Code Explanation:
1. Importing the copy Module
import copy
We import Python’s built-in copy module.
It provides two important copy operations:
copy.copy() → shallow copy
copy.deepcopy() → deep copy
2. Defining the Class
class Data:
A class named Data is being created.
It will store a list as attribute.
3. Constructor Method (__init__)
def __init__(self):
self.lst = [1]
__init__ runs when an object is created.
It creates an instance attribute lst, assigned to a list [1].
Important point:
Lists are mutable objects, which means they can be changed after creation.

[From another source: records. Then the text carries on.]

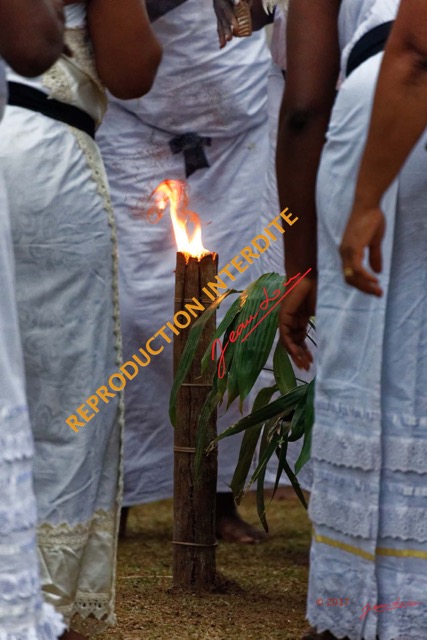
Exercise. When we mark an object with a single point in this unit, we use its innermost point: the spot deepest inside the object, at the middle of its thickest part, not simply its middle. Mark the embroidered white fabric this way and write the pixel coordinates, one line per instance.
(69, 238)
(23, 614)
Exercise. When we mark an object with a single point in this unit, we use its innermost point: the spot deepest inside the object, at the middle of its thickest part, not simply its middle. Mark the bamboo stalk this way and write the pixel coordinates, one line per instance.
(194, 549)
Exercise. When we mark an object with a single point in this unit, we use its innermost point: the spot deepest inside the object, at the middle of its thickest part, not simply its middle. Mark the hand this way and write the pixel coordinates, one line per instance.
(365, 229)
(226, 20)
(295, 311)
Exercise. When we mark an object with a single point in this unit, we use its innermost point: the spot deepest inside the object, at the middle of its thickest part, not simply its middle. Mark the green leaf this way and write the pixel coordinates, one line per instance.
(222, 328)
(189, 351)
(273, 410)
(305, 454)
(255, 328)
(249, 444)
(281, 452)
(298, 419)
(260, 502)
(208, 408)
(283, 370)
(296, 485)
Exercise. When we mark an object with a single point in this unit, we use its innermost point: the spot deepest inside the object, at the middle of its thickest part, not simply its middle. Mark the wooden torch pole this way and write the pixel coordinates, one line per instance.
(194, 543)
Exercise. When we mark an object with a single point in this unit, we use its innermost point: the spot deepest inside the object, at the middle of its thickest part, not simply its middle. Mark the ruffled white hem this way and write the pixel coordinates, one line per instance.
(49, 626)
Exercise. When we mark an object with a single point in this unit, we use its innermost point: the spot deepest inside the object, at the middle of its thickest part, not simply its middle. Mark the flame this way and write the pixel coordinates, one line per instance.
(174, 193)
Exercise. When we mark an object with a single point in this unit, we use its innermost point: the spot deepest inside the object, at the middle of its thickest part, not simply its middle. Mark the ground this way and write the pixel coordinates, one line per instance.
(269, 581)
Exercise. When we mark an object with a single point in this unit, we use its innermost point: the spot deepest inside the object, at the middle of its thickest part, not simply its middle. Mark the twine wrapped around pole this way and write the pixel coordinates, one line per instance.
(194, 542)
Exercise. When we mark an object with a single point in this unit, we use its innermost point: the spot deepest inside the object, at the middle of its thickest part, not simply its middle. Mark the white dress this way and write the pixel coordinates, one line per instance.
(369, 499)
(273, 259)
(221, 95)
(23, 614)
(66, 268)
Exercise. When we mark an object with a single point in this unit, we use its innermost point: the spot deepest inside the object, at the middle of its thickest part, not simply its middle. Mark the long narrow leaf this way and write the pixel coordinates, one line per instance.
(283, 370)
(222, 327)
(281, 454)
(260, 502)
(201, 437)
(249, 443)
(273, 410)
(189, 351)
(304, 456)
(296, 485)
(255, 328)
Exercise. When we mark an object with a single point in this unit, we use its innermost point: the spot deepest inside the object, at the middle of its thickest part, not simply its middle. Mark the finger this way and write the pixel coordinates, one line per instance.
(221, 35)
(375, 257)
(351, 257)
(299, 352)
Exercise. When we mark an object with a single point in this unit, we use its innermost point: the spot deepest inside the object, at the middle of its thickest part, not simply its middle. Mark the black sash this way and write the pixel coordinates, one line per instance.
(369, 45)
(158, 8)
(21, 95)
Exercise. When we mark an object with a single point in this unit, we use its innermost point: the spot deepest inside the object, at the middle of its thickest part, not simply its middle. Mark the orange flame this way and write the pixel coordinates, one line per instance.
(174, 193)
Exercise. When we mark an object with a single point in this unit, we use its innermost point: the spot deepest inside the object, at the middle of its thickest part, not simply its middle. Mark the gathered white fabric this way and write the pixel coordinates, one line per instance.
(74, 79)
(369, 500)
(67, 293)
(23, 614)
(215, 93)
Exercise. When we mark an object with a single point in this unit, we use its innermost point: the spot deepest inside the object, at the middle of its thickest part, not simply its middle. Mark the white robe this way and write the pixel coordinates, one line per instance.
(66, 285)
(22, 611)
(369, 499)
(219, 94)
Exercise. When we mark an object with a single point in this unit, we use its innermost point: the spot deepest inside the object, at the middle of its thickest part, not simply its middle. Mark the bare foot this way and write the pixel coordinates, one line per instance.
(234, 529)
(72, 635)
(230, 526)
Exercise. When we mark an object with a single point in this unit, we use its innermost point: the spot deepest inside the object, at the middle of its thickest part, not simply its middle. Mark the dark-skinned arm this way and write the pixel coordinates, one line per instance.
(398, 120)
(227, 21)
(31, 34)
(311, 77)
(127, 52)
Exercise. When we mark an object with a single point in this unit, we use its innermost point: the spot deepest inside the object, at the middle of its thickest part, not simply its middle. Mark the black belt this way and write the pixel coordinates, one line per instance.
(21, 95)
(369, 45)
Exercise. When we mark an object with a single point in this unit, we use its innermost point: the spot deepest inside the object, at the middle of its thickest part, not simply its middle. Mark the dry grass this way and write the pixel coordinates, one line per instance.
(265, 601)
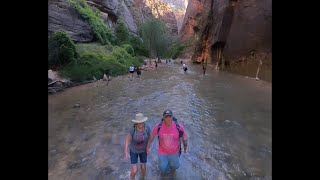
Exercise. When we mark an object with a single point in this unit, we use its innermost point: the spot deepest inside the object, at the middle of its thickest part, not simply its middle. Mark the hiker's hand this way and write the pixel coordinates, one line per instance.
(126, 156)
(185, 150)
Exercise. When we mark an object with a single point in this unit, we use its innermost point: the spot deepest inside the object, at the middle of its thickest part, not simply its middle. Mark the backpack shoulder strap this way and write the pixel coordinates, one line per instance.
(133, 130)
(178, 127)
(160, 125)
(147, 129)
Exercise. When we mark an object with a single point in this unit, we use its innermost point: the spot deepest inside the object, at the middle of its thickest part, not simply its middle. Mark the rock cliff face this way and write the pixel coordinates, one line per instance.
(235, 34)
(63, 18)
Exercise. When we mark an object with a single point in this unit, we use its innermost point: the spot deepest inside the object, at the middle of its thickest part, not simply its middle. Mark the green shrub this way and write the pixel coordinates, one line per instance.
(101, 31)
(128, 48)
(138, 46)
(61, 50)
(99, 61)
(175, 50)
(122, 33)
(94, 48)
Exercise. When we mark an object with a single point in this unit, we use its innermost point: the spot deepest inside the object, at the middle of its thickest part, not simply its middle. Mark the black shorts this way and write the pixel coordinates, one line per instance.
(134, 157)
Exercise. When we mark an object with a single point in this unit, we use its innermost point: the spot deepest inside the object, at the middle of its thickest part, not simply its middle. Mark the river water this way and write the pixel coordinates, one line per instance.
(227, 119)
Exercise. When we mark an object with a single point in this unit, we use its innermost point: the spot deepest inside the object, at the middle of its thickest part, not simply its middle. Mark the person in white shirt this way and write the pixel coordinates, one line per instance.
(131, 68)
(184, 66)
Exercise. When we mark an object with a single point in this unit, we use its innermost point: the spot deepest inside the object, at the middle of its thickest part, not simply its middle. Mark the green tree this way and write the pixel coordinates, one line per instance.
(155, 37)
(61, 50)
(122, 33)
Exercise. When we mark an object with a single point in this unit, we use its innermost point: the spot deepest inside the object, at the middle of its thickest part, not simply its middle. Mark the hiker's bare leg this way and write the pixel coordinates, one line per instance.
(134, 169)
(172, 172)
(143, 169)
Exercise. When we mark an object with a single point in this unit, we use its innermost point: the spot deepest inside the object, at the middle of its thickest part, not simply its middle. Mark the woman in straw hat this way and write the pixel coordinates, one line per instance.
(137, 138)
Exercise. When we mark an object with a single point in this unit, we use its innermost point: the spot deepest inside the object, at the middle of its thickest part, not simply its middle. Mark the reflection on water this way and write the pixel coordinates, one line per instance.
(227, 118)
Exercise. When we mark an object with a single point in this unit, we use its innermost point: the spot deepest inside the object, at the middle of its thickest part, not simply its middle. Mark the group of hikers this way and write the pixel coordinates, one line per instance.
(184, 67)
(170, 134)
(131, 69)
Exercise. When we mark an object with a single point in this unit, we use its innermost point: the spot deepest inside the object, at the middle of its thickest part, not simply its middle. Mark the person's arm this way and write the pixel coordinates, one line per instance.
(184, 139)
(153, 134)
(126, 144)
(149, 142)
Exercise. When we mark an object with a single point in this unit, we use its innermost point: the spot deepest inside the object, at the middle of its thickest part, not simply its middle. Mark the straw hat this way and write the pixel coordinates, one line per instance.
(140, 118)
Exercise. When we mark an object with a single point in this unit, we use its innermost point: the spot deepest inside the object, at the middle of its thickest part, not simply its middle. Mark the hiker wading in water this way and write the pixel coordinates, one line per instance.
(137, 138)
(170, 133)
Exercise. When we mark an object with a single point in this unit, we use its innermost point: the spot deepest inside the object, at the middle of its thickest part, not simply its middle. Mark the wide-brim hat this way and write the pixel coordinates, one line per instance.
(140, 118)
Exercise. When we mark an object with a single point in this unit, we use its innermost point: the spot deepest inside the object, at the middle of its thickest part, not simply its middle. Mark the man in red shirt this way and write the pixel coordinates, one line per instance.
(169, 132)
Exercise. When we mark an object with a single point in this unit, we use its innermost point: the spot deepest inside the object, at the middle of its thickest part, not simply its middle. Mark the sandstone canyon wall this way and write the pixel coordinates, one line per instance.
(61, 17)
(235, 33)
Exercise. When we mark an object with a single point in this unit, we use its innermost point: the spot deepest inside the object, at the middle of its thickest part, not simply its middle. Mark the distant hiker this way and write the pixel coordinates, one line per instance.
(204, 68)
(185, 68)
(170, 133)
(138, 72)
(131, 68)
(137, 140)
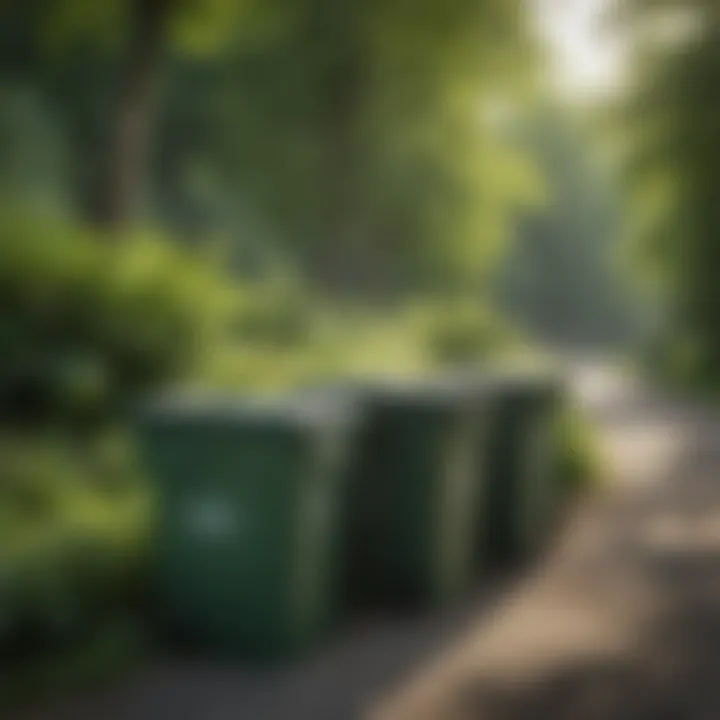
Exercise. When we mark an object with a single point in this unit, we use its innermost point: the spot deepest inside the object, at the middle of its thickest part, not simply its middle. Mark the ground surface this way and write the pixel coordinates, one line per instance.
(620, 620)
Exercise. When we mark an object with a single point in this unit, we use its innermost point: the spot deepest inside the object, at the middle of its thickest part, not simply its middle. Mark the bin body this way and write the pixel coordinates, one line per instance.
(411, 499)
(521, 467)
(246, 531)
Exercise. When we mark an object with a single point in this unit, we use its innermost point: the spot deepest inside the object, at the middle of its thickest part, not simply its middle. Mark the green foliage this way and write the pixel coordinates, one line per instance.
(460, 332)
(75, 522)
(87, 322)
(669, 122)
(580, 465)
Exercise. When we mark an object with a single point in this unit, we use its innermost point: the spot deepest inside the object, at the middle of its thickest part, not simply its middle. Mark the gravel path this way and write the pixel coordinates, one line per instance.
(623, 620)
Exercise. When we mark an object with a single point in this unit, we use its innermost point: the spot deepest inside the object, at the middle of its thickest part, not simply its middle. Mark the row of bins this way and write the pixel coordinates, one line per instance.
(276, 518)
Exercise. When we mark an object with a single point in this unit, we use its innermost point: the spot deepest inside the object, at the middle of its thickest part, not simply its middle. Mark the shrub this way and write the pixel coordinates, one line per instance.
(462, 331)
(578, 455)
(87, 322)
(74, 528)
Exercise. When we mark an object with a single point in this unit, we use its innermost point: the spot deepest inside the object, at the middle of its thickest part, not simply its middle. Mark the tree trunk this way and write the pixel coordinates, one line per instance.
(123, 164)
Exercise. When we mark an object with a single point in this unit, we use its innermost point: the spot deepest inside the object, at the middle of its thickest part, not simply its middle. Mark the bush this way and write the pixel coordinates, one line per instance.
(87, 322)
(462, 331)
(578, 455)
(74, 528)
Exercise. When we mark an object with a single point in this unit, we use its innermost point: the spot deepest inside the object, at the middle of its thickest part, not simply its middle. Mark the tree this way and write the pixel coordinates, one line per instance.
(673, 174)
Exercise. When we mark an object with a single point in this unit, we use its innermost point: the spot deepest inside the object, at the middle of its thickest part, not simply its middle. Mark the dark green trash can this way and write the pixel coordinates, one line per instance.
(247, 498)
(521, 468)
(411, 501)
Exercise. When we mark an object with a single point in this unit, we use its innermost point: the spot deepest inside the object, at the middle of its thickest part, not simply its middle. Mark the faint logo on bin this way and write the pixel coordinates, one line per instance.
(213, 517)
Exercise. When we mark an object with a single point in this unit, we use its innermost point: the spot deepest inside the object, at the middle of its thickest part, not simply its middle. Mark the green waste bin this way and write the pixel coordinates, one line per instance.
(411, 506)
(520, 466)
(246, 533)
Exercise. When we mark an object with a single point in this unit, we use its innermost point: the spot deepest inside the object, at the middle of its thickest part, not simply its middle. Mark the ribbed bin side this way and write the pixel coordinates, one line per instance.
(247, 525)
(521, 468)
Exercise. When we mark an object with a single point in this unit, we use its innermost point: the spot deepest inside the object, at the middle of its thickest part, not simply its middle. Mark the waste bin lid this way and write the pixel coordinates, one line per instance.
(296, 409)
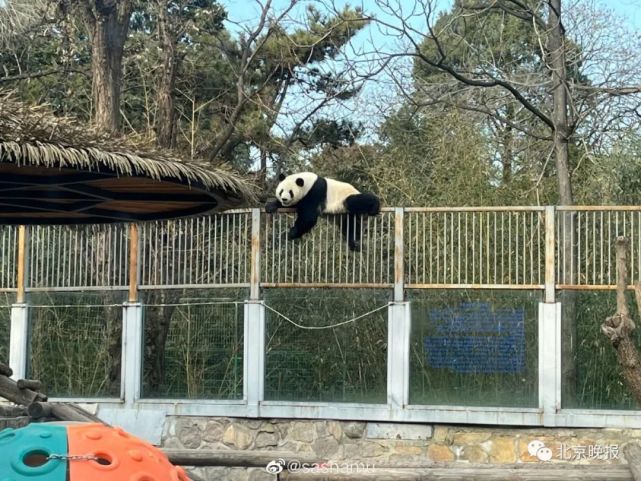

4. Creating the First Object
d1 = Data()
A Data object named d1 is created.
Inside d1, we now have:
d1.lst → [1]
5. Making a Shallow Copy
d2 = copy.copy(d1)
copy.copy(d1) creates a shallow copy of d1.
For a shallow copy:
The outer object is copied, but inner mutable objects are shared.
So:
d1 and d2 are two different objects
but both point to the same list in memory
Meaning:
d1.lst and d2.lst refer to the SAME list
6. Modifying the List via d1
d1.lst.append(2)
We append 2 into the list inside d1.
Because the list is shared, the same change affects d2.lst.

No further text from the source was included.